U.S. Sen. John Thune (R-S.D.) today urged the prospective House and Senate leaders of the Elementary and Secondary Education Act (ESEA) conference committee to include his amendments that were adopted earlier this year as part of the Senate’s consideration of the Every Child Achieves Act (ECAA) in the final bill that they will report from their anticipated conference committee.

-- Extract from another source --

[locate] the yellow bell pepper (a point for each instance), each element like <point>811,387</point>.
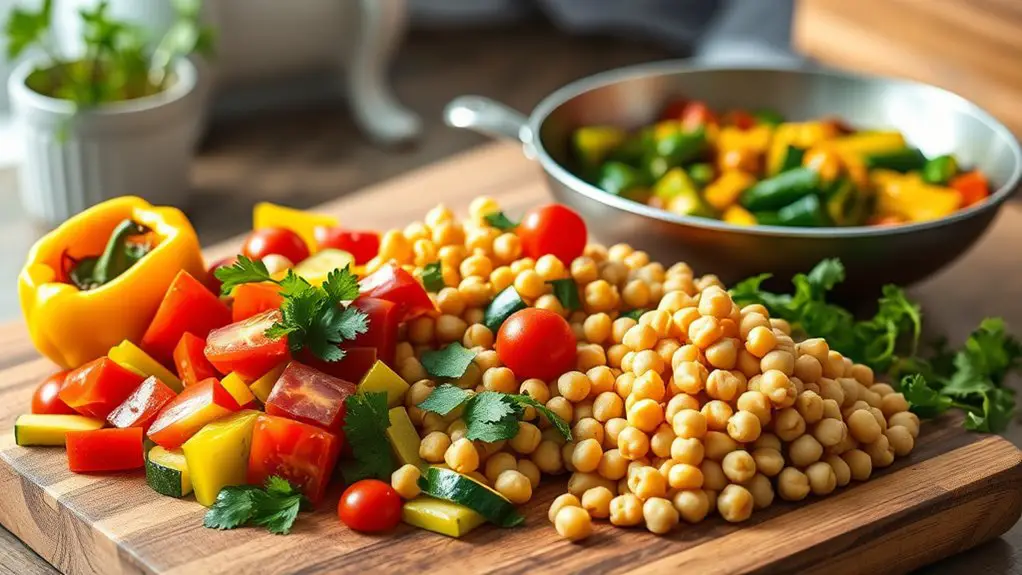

Thune’s amendments would require the secretary of education to coordinate with other federal agencies to report on efforts to address youth suicide in Indian Country and expand the use of Project School Emergency Response to Violence (Project SERV) funds to include preventive efforts against youth suicide and other school violence instead of merely responding to the crisis.
“One of the greatest tragedies that can befall a family is the loss of a child to suicide,” wrote Thune. “Sadly, suicide is the second leading cause of death for Indian youth in Indian Health Service areas, where the death rate is four times the national average. I am hopeful that my amendments will help address this pressing issue, and I respectfully request they be retained by the ESEA conference committee.”
Full text of the letter can be found below:
The Honorable Lamar Alexander The Honorable Patty Murray
Chairman Ranking Member
455 Dirksen Office Building 154 Russell Office Building
Washington, D.C. 20510 Washington, D.C. 20510
The Honorable John Kline The Honorable Robert Scott
Chairman Ranking Member
2439 Rayburn House Office Building 1201 Longworth House Office Building
Washington, D.C. 20515 Washington, D.C. 20515
Dear Chairman Alexander, Chairman Kline, Ranking Member Murray, and Ranking Member Scott:
Thank you for your continued leadership and efforts to reauthorize the Elementary and Secondary Education Act (ESEA). As you seek to conference the House- and Senate-passed bills, I ask that you retain the Senate-passed provisions that I authored that would help address the serious suicide epidemic in Indian Country in my state.
S. Amdt. 2155, which was adopted by unanimous consent, would require the secretaries of education, interior, and health and human services to report on the efforts to address outbreaks of suicides among elementary school and secondary school students in Indian Country. Specifically, the report would include a federal response to this crisis, a list of federal resources available to prevent and respond to student suicide outbreaks, and interagency collaboration efforts to streamline access to response programs.
My second amendment, S. Amdt. 2232, would expand the authorized use of Project SERV extended services grants to include initiating or strengthening prevention activities in cases of chronic trauma or violence, such as the suicide crisis in Indian Country or gang violence in schools. This narrow expansion of authorization for grant recipients, which would remain subject to the discretion of the secretary of education, would better help restore and preserve the learning environment for students.
One of the greatest tragedies that can befall a family is the loss of a child to suicide. Sadly, suicide is the second leading cause of death for Indian youth in Indian Health Service areas, where the death rate is four times the national average. I am hopeful that my amendments will help address this pressing issue, and I respectfully request they be retained by the ESEA conference committee.